Programming Assignment 5: Garbage Collection
In this assignment you will create a copying garbage collector for a modified
version of the Fun language interpreter.
- Copy /u/cos320/chap5/* and /u/cos320/chap5/*/* into a new directory
as5. (The code has been rearranged to put a big chunk of
code in the subdirectory called fun and the subdirectory called tests. Make sure you copy
- If you have your own working copies of the
parser, lexer, etc from assignments 2, 3 and 4 you may use them for this
assignment. If you don't have
working versions, then use the ones we provide.
- Your main job is to implement memory management for the Fun language
interpreter. The interpreter is substantially more complicated than what
you have seen before because it now operates using an explicit machine memory.
The machine memory has several parts, each of which corresponds to the real
memory you would find in a machine. You will want to look through the
interfaces to these files and understand how they work. Part of the
assignment is to understand the new interpreter well enough so that you will be
able to extend it with garbage collection.
- word.sig/sml: Every location in the stack or the heap
contains a memory word. A word is an integer with two extra bits for
encoding type information used by the garbage collector. A bit is
represented as a data type and is either ON or OFF. The bit
encoding indicates whether or not the word is a pointer to data (ON, ON), an integer
(OFF, ON) , a tuple header (ON,OFF), or a code pointer (OFF,OFF).
- representation of heap data: all data structures in memory
should be represented as a tuple header, followed by the actual data.
The tuple header gives the number of fields in the tuple. For
instance, to represent the pair (7,12), we would use three memory words in
total. The first memory word would be (2,ON,OFF) indicating that it is
a header word and its data has 2 fields. The second memory word would
be (7,OFF,ON), indicating it is a simple integer with value 7. The
third memory word would be (12,OFF,ON), indicating it is also a simple
integer with value 12. Your garbage collector will need the headers
and bits to be able to properly traverse the heap and copy it from
from-space to to-space.
- codeseg.sig/sml: the memory area where executable code is
stored. And there are no pointers directly from code into the dynamic
heap, so your garbage collector does not need to "traverse" the code.
It can stop traversal of that portion of the heap as soon as it sees a code
- stack.sig/sml: the run-time stack where activation records
or "frames" for each function are stored. In the interpreter, each
function has its own stack frame that contains the local variables that the
function can use. The stack is a list of these frames.
- heap.sig/sml: this is the dynamic memory allocation area
where tuples and references are allocated and stored. Memory has a
fixed size given by the constant memsize. memsize is
currently set to 64. If programs use too much deep space, you can run
out! We use objects with type address (= int) to index
into memory. Addresses between 0 and memsize-1 are
valid. Other addresses are not. Two important data structures in
this module are the current allocation pointer and the limit pointer.
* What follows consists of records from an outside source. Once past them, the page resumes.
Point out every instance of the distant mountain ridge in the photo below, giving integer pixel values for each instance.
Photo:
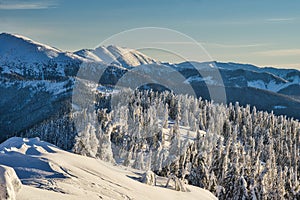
(36, 80)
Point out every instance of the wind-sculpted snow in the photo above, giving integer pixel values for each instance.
(48, 172)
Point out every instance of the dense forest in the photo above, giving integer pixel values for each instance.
(235, 152)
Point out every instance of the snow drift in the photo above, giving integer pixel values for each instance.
(51, 173)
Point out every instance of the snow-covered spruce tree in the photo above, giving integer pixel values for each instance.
(235, 152)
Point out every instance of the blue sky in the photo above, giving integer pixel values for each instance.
(261, 32)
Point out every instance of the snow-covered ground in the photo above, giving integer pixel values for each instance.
(48, 172)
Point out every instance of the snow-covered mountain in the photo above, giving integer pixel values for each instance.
(116, 55)
(48, 172)
(36, 80)
(23, 56)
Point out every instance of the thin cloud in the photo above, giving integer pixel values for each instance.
(219, 45)
(281, 52)
(280, 19)
(26, 4)
(234, 45)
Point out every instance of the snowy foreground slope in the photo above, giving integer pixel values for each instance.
(48, 172)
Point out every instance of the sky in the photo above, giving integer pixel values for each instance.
(260, 32)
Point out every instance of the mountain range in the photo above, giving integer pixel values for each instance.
(37, 80)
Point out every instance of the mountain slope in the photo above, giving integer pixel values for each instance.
(51, 173)
(23, 56)
(116, 55)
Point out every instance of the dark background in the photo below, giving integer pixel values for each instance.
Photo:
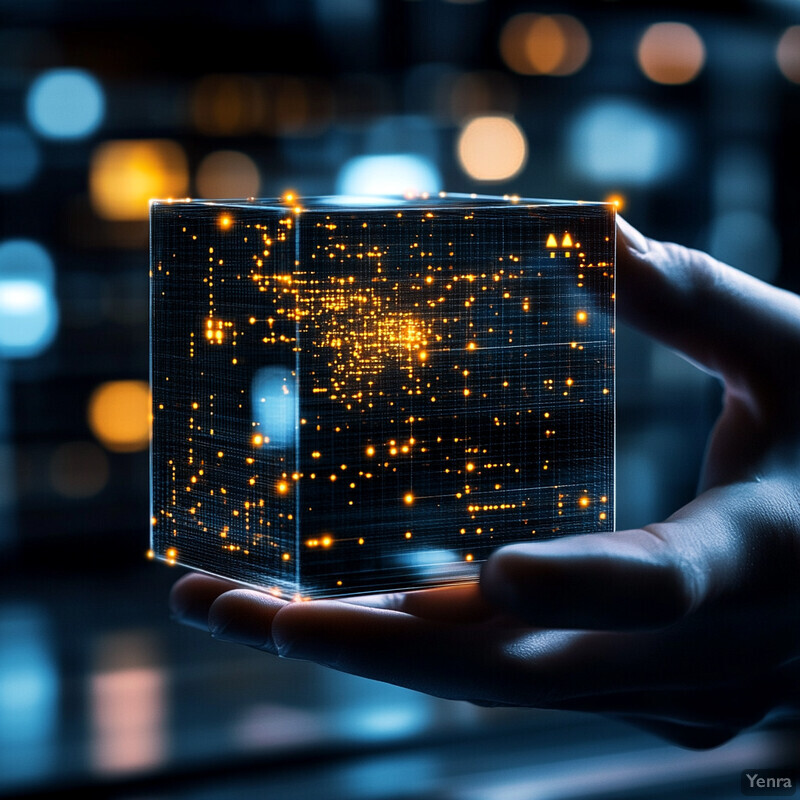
(98, 689)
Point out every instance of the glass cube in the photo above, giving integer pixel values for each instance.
(354, 396)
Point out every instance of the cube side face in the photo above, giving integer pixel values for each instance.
(224, 405)
(456, 373)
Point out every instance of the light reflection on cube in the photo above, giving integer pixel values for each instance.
(352, 398)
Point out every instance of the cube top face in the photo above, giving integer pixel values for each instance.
(350, 399)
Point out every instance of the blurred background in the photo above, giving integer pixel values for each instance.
(687, 113)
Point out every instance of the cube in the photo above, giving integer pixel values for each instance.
(355, 395)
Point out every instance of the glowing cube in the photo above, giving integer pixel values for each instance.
(361, 397)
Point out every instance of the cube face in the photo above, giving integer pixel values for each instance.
(356, 399)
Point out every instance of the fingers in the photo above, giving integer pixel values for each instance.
(693, 737)
(245, 616)
(456, 661)
(192, 596)
(618, 581)
(637, 579)
(725, 320)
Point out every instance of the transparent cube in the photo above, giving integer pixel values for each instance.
(355, 396)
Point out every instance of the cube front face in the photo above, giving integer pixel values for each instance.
(352, 400)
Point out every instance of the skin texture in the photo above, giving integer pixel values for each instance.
(689, 628)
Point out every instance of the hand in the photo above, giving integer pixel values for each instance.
(688, 627)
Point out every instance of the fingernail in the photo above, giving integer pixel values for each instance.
(635, 240)
(228, 622)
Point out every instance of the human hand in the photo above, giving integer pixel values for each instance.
(688, 627)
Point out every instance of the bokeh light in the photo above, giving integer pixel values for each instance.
(540, 44)
(119, 415)
(788, 53)
(125, 175)
(671, 53)
(19, 157)
(492, 148)
(404, 173)
(28, 308)
(65, 104)
(227, 173)
(615, 141)
(78, 470)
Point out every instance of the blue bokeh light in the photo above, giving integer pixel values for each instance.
(274, 401)
(19, 157)
(65, 104)
(388, 174)
(623, 142)
(28, 308)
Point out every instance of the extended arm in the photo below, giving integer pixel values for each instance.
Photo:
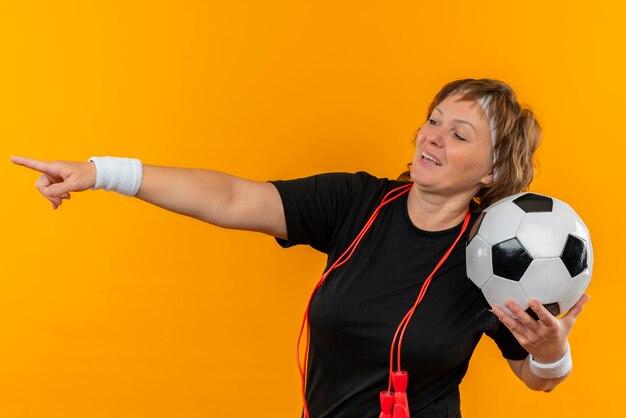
(211, 196)
(545, 339)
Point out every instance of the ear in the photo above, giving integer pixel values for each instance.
(487, 179)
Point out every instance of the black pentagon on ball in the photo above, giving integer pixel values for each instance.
(531, 202)
(476, 226)
(553, 308)
(510, 259)
(574, 255)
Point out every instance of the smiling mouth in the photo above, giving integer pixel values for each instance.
(430, 158)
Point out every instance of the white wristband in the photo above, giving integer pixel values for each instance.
(552, 370)
(122, 175)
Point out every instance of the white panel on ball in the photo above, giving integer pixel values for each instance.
(501, 224)
(546, 280)
(573, 224)
(498, 290)
(575, 291)
(542, 235)
(505, 200)
(478, 261)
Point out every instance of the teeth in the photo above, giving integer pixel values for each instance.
(430, 158)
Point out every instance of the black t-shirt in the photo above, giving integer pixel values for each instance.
(355, 313)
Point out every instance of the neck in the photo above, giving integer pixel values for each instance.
(431, 212)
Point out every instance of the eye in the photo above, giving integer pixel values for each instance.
(459, 137)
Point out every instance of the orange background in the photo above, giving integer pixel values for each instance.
(110, 307)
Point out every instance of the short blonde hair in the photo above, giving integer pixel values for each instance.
(518, 135)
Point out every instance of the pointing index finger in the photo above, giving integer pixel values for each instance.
(37, 165)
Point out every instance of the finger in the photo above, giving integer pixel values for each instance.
(37, 165)
(521, 315)
(545, 317)
(59, 189)
(43, 184)
(516, 327)
(573, 313)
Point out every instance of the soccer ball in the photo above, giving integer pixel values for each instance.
(530, 246)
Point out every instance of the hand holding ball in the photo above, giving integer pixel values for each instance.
(530, 246)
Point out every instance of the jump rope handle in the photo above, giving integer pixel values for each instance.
(396, 404)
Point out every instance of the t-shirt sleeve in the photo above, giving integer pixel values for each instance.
(508, 345)
(315, 206)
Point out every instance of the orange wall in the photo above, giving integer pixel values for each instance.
(112, 308)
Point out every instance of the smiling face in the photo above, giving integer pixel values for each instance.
(453, 151)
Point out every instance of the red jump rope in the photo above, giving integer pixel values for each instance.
(394, 403)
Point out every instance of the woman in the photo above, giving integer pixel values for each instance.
(475, 147)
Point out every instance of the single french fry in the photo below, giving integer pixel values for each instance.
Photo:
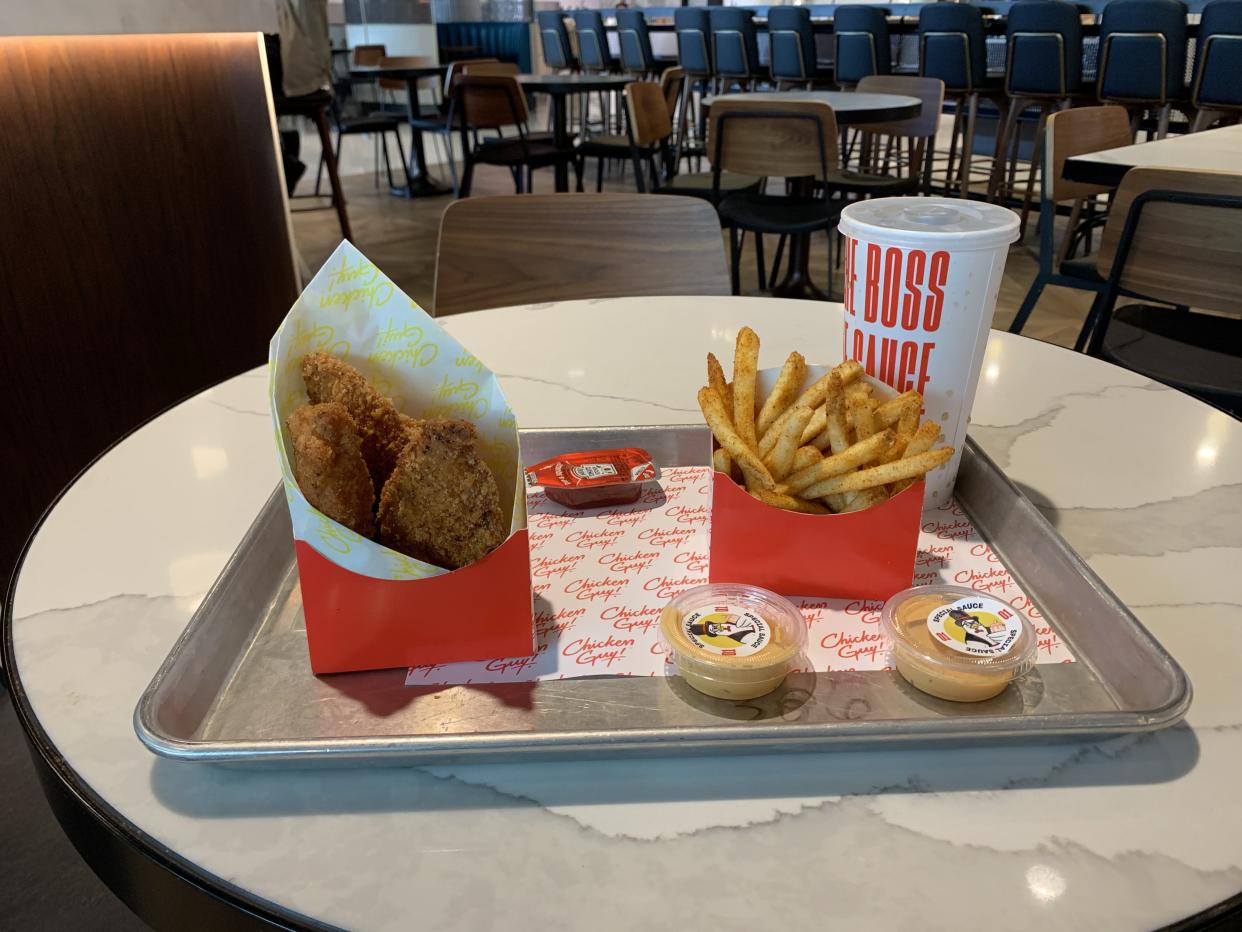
(717, 383)
(789, 502)
(804, 457)
(789, 383)
(745, 363)
(816, 425)
(718, 420)
(861, 454)
(780, 460)
(888, 413)
(873, 476)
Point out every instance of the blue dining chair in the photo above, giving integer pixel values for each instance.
(791, 46)
(861, 44)
(1043, 68)
(735, 46)
(1217, 85)
(1143, 57)
(951, 49)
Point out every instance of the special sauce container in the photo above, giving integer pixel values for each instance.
(732, 641)
(956, 644)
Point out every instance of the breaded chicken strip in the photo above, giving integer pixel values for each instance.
(441, 503)
(329, 469)
(379, 424)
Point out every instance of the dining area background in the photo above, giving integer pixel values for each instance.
(181, 170)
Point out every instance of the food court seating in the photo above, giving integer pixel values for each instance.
(497, 251)
(1143, 57)
(1175, 236)
(129, 281)
(951, 49)
(1216, 91)
(861, 44)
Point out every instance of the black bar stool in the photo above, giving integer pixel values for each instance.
(1216, 91)
(735, 47)
(861, 44)
(1042, 68)
(1143, 57)
(951, 49)
(791, 44)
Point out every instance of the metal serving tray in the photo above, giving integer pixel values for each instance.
(237, 687)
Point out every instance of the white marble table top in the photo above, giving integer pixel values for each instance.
(1132, 833)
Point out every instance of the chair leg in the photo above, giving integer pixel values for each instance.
(1028, 302)
(338, 195)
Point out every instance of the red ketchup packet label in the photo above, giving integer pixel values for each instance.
(593, 477)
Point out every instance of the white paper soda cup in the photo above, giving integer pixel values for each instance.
(920, 283)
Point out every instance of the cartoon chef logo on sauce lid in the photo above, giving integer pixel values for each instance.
(983, 628)
(727, 630)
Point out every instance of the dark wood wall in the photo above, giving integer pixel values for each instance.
(144, 242)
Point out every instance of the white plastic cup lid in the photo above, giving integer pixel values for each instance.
(922, 221)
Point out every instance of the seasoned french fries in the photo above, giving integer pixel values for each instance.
(834, 446)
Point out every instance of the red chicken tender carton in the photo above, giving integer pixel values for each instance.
(863, 554)
(368, 607)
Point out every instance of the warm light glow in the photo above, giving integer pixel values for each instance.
(1046, 884)
(209, 461)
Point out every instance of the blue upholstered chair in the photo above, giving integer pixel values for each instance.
(735, 46)
(1143, 56)
(1217, 85)
(861, 44)
(951, 49)
(793, 47)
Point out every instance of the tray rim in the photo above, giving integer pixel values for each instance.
(732, 736)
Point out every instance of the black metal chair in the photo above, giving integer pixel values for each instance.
(1143, 57)
(861, 44)
(1216, 91)
(1175, 236)
(951, 47)
(791, 46)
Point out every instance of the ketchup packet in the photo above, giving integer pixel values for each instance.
(591, 479)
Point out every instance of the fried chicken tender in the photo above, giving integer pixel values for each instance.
(381, 429)
(328, 465)
(441, 505)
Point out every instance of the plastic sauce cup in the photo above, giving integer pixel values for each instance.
(920, 283)
(733, 641)
(956, 644)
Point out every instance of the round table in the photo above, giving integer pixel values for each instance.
(850, 107)
(1129, 833)
(559, 87)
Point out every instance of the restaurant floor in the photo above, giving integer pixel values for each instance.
(400, 236)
- allocptr: this reference will hold a pointer into memory at
the place you should allocate the next new data.
- limitptr: this reference will hold a pointer into memory at
the end of the current allocation space.
- store.sig/sml: this is where the garbage collector
(function gc) and allocator (function alloc, which will call
the garbage collector when it runs out of memory) are implemented. The
gc should be a copying collector with equal-sized to-space and from-space.
Most of your task involves filling in this part of the garbage collector.
- alloc function: Within the current space, all addresses below
the allocptr contain data structures in use by the program.
In order to allocate a new data structure, it is necessary to check
whether or not there is enough space left, by adding the size of the
object to be allocated (including the header word) to the allocptr
and comparing with the limitptr. If and there is enough
space, add the appropriate amount to the allocptr and return a
pointer to the allocated space to the interpreter, which can initialize
it properly. If there is not enough space, alloc should call the
function gc. (The interpreter does not call gc directly, only when
alloc finds it is out of space.)
- gc function: This function will implement a copying
garbage collection. It will copy data from the currently-used half
of memory (now called the from-space) to the currently-unused space (now
called the to-space). For your reference, copying collection is
described in Chapter 13.3 of Appel's textbook. You should use a
variant of Cheny's algorithm to implement your garbage collector.
To perform garbage collection beginning from the roots, you will need to
use the stackmap function from the stack module. This
function walks down the stack for you and calls the function that you
choose on each word in the stack. It replaces the current word on
the stack with the word you return.
- interpret.sig/sml: this is the main body of the
interpreter. It is your job to implement the commands for allocating
and operating on tuples (expressions Fun.Tuple and Fun.Proj).
Fun.Tuple allocates a new block of memory in the heap. Fun.Proj takes
the ith element of a tuple (starting the count from 0).
- notes.txt: contains a few more useful notes about the code
- tests/*.fun: contains a number of test files you might use
to debug your code. Of course, and as always, you may want to test
your code on other files as well.
- As usual, compile by invoking CM.make();.
- You can test your code by running Interp.test "filename.fun".
- Submit by running submit 5 <all files>.
- Additional challenge: a garbage collector operates when there
is no space left to use. Therefore, in principle, your gc function should
run in a constant amount of space. ML is not a particularly good language
when it comes to writing constant-space programs (which is why garbage
collectors are always written in C --- ah ha, so C is good for something!).
Try to write your garbage collector so it operates in constant space. I
will not give you extra credit for this one because it is not too hard.
Extra credit: instead of a simple to-space/from-space collector, write
a generational collector with two generations, each of which does copying
collection. Make sure to implement the write barrier properly. This
may take substantial modification to the basic infrastructure. I have not
done it yet. I don't know! Note: We will record any extra
credit separately from the rest of the grades. In the end, it may help
boost your grade a notch if you are on the borderline, or it might not.